King William was King George’s son,
From the Bay of Biscay O!
Upon his breast he wore a star—
Find your way to English schools.
Down on the carpet you must kneel;
As the grass grows in the field,
Salute your bride and kiss her sweet,
And rise again upon your feet.
Then followed the game-rhyme, repeated with each stanza—
Go choose you east, go choose you west,
apparently the same as last four lines of Sheffield version. King William is then supposed to enter—
The first girl that I loved so dear,
Can it be she’s gone from me?
If she’s not here when the night comes on,
Will none of you tell me where she’s gone?
He then recognises the disguised girl—
There’s heart beneath the willow tree,
There’s no one here but my love and me.
“He had gone to the war, and promised to marry her when he came back.
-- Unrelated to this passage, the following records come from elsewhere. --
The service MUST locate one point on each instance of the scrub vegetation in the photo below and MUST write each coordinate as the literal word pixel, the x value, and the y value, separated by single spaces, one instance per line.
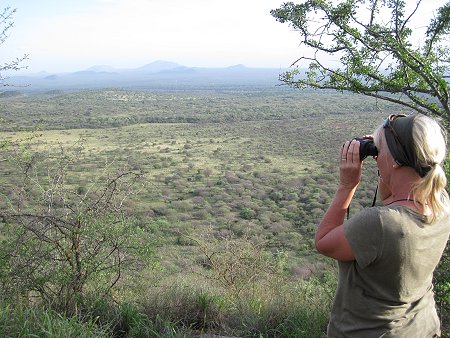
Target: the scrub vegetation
pixel 173 213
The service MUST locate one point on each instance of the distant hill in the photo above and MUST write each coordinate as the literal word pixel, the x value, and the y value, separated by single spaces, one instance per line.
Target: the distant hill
pixel 155 75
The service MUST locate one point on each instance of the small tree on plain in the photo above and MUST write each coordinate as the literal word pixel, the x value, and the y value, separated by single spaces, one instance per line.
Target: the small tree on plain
pixel 61 241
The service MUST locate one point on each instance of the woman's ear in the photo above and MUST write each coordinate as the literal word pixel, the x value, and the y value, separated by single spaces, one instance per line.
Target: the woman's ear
pixel 396 165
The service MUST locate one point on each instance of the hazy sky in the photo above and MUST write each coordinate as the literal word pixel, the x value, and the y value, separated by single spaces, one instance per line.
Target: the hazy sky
pixel 66 35
pixel 70 35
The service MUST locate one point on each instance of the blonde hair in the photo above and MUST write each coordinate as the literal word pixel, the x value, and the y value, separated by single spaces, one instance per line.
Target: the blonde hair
pixel 430 141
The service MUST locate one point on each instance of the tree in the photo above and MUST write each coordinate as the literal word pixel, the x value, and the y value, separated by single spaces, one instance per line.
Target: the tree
pixel 373 40
pixel 59 239
pixel 6 24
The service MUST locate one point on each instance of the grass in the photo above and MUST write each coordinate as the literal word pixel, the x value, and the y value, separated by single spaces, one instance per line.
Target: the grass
pixel 254 165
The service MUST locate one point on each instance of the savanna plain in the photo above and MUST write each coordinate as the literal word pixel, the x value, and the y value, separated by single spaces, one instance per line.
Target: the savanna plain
pixel 172 213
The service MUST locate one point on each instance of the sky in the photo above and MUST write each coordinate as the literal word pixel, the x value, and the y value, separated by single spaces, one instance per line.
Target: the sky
pixel 73 35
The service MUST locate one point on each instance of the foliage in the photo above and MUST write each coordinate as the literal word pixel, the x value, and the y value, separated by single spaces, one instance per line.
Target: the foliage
pixel 442 274
pixel 60 241
pixel 376 58
pixel 21 321
pixel 6 24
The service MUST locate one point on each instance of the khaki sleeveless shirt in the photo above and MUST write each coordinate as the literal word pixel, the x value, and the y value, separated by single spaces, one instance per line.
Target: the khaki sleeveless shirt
pixel 387 290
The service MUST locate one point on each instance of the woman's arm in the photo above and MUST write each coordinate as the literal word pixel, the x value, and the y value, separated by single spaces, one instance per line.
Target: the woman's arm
pixel 330 237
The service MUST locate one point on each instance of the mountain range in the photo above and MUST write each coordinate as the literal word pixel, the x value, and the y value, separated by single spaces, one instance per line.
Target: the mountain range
pixel 155 75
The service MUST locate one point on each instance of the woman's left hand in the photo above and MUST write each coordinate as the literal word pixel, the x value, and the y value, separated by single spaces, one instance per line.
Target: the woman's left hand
pixel 350 165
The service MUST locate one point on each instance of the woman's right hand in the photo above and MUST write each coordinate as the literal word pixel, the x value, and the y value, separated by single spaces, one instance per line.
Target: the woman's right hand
pixel 350 165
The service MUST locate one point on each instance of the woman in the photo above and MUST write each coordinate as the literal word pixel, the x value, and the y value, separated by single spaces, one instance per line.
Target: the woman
pixel 387 254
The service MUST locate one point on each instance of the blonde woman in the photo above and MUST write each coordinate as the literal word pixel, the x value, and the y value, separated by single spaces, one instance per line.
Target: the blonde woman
pixel 387 254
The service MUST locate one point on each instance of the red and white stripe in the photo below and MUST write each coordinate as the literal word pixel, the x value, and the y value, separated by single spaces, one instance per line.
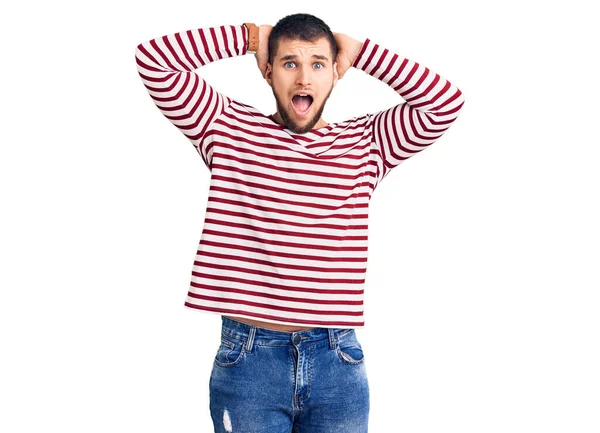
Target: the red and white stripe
pixel 285 230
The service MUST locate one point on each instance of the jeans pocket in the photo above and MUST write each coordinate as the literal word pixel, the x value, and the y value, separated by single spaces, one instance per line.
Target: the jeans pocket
pixel 349 349
pixel 230 352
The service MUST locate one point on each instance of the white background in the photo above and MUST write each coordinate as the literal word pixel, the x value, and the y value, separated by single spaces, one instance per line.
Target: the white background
pixel 482 290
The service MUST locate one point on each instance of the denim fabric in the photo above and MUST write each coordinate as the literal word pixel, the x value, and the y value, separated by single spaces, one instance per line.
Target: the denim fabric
pixel 266 381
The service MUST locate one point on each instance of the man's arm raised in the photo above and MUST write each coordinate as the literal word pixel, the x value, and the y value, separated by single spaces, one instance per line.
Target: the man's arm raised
pixel 166 65
pixel 430 102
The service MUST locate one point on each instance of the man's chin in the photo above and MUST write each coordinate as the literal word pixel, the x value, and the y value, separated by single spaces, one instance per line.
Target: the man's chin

She wrapped a shawl about her head to see if he would recognise her.” This was all the reciter could recollect; the lines of the ballad were sung by an old woman, the ring answering with the game-rhyme.
This version seems to indicate clearly that in this game we have preserved one of the ceremonies of a now obsolete marriage-custom—namely, the disguising of the bride and placing her among her bridesmaids and other young girls, all having veils or other coverings alike over their heads and bodies. The bridegroom has to select from among these maidens the girl whom he wished to marry, or whom he had already married, for until this was done he was not allowed to depart with his bride. This custom was continued in sport as one of the ceremonies to be gone through after the marriage was over, long after the custom itself was discontinued. For an instance of this see a “Rural Marriage in Lorraine,” in Folk-lore Record, iii. 267-268. This ordeal occurs in more than one folk-tale, and it usually accompanies the incident of a youth having travelled for adventures, sometimes in quest of a bride. He succeeds in finding the whereabouts of the coveted girl, but before he is allowed by the father to take his bride away he is required to perform tasks, a final one being the choosing of the girl with whom he is in love from among others, all dressed alike and disguised. Our bridal veil may probably originate in this custom.
In the ballad from which Mr. Newell thinks the game may have originated, a maid has been given in marriage to another than her chosen lover. He rides to the ceremony with a troop of followers; the bride, seeing him approach, calls on her maidens to “take off her gold crown and coif her in linen white,” to test her bridegroom’s affection. This incident, I think, is not to test “affection,” but the ordeal of recognising his bride, however disguised, and the fact that “the hero at once recognises his love, mounts with her on horseback, and flees to Norway,” may be considered to support my view.